8. Aşksızlık: Sternberg’in bahsettiği üç unsurun hiçbiri bu aşkta bulunmaz. Bu tür ilişkiler bir nedene bağlıdır. Zoraki yapılan evlilikler, zorunlu ilişkiler aşksızlığa örnek verilebilir.
Son Notlar
Üçgen Aşk Kuramındaki üç bileşeni ve bu bileşenlerin bir araya gelmesiyle oluşan sekiz adet aşk türünü sizlere anlatmaya çalıştım. Robert Sternberg’in 1986 yılında öne sürdüğü bu kuram günümüz dünyasında oldukça tartışmaya açıktır. Aşk dünyayı algılama biçimlerimizle alakalıdır. Aşkı yalnızca fazla çikolata tüketmekle eş değer gören birçok insan olduğu gibi aşk uğruna fiziksel ve zihinsel acılar çekmeyi göze alan insanlar da vardır. Bir kişiyle ilişkiye başladığımızda onun geçmişiyle, içinde bulunduğu kültürle ve yaşam tarzıyla da bir yolculuğa çıkıyoruz demektir.
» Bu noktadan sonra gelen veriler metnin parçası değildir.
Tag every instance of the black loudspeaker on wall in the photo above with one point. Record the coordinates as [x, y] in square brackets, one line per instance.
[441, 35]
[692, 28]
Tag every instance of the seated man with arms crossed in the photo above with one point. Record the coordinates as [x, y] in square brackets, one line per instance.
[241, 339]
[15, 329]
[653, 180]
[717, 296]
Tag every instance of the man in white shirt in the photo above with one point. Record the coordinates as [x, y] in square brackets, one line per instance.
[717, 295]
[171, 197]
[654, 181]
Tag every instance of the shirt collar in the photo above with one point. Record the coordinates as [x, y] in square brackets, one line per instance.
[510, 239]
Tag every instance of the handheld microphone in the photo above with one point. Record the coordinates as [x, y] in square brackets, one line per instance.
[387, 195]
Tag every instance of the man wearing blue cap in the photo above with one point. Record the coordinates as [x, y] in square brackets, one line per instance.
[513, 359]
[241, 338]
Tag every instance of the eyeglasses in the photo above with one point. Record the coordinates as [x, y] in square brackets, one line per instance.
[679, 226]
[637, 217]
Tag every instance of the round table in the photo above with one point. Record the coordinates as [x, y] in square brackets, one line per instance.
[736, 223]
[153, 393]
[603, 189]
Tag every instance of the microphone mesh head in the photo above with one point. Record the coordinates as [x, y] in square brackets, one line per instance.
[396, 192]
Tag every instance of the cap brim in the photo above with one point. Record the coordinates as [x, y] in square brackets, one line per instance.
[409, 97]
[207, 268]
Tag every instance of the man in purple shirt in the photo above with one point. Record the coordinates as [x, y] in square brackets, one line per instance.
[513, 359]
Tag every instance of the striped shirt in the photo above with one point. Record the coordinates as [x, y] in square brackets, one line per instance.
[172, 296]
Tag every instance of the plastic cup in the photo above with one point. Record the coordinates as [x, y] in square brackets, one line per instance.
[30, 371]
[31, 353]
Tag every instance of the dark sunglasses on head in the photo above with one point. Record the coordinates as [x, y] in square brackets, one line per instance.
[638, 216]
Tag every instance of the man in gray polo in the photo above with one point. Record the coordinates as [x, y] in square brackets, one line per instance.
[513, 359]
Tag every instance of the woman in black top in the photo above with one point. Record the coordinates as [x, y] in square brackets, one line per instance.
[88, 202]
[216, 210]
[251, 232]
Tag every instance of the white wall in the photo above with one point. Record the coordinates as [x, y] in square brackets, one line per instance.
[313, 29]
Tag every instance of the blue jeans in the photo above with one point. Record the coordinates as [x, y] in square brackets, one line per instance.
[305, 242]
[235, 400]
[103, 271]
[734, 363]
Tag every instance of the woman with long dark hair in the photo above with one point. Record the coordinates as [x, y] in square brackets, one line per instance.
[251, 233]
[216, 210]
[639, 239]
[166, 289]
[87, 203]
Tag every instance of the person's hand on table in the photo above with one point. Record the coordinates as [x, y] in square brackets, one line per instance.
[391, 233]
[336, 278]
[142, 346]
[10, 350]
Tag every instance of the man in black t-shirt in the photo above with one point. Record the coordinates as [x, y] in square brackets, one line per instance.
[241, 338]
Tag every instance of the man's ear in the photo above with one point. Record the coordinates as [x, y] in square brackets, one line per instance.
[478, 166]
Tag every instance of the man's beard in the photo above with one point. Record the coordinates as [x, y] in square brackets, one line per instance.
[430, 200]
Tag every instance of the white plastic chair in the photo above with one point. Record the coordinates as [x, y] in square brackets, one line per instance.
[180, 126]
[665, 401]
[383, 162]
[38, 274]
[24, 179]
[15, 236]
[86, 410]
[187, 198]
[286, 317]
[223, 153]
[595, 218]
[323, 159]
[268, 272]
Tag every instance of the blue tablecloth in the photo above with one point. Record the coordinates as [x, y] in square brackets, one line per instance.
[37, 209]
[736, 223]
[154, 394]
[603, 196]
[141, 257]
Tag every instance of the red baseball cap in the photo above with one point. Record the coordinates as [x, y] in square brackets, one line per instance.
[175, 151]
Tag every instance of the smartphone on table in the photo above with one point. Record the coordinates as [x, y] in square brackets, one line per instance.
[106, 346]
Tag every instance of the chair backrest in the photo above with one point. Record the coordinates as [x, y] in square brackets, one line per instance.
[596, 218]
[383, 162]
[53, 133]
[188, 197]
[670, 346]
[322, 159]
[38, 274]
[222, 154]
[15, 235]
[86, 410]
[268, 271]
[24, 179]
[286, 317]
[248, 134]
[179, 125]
O kişinin kırmızı çizgilerini bilmek, değerlerini bilmek bizi içinde bulunduğumuz ilişkide daha yakın ve rahat hissettirir.
Başkaları tarafından mükemmel aşk olarak adlandırılan bir ilişki onu yaşayanlar tarafından mükemmel olarak adlandırılmayabilir. Dünyadaki insan sayısı kadar farklı mükemmel aşk tanımı olabilir. Sternberg’in kuramı bilimsel temellere dayansa da günümüz dünyasında aşkı tanımlamak için sadece bir üçgen yeterli olmamakta mükemmel aşk tanımı için oldukça çok köşeli bir geometrik şekil gerekmektedir. Yine de Sternberg’in Üçgen Aşk Kuramı, bizlere aşk hakkında önemli bilgiler vermekte ve günümüzde halen daha devam eden aşk konusunda yapılan birçok araştırmaya kaynak niteliği taşımaktadır.
Yazar: Hulusi Özdemir Editör: Zeynep Bedir
KAYNAKÇA
Atak, H., & Taştan, N. (2012). Romantik ilişkiler ve aşk. Psikiyatride Güncel Yaklaşımlar, 4(4), 520-546.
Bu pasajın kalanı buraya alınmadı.